Paper dragons, two wives and days of commanding troops to do your bidding, such sweet days ruined by war and progression. From bright colours to grey concrete walls. What a sad progression. And the Emperor is no longer doing the commanding.
The Last Emperor follows events based on Emperor Pu Yi’s life, from birth to death. It typically switches between the past and present (film present, this stuff ain’t happening today. Come on!) to paint a stark contrast in atmosphere. Soft hues of the past switch to the cold grey bitterness of the prison Pu Yi has ended up in, and it keeps interest going as you await for the Emperor to fall into this grim situation. It starts with China turning into a Republic, and things keep getting worse from there. It’s a well crafted tale, with gorgeous locations and a real sense of witnessing the Emperor’s life. Even if you feel you’ve lived it as the film runs just short of being four hours long.
There are a lot of scenes which could be culled to make a leaner history lesson, but this is the full self-indulgent tale that features everything, even the Emperor using a toilet.
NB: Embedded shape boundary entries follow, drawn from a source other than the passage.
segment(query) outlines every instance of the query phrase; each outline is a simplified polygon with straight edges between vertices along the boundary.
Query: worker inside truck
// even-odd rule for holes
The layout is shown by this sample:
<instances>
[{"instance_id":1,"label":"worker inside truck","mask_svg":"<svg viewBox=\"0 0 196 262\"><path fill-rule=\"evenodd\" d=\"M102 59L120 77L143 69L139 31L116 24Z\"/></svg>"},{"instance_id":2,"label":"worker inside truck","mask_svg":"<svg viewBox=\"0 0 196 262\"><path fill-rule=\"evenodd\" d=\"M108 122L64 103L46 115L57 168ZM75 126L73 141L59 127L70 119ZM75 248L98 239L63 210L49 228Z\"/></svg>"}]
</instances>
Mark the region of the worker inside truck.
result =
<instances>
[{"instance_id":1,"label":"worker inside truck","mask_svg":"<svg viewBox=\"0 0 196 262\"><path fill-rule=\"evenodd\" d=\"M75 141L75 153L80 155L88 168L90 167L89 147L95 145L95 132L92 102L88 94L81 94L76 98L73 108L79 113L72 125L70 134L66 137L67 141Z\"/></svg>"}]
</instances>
No privacy here! It manages to draw you in, even when some of the voice acting pulls you back out when they make the most minor scenes a comic delight. Thankfully there are more scenes with the awesome British teacher on a bicycle than stodgy acting.
The Last Emperor may take you on the full course tour of Pu Yi’s life, but it’s one which captures an era of prosperity and paper dragons before things turned sour. It’s unfortunate to be leading in a time of great change.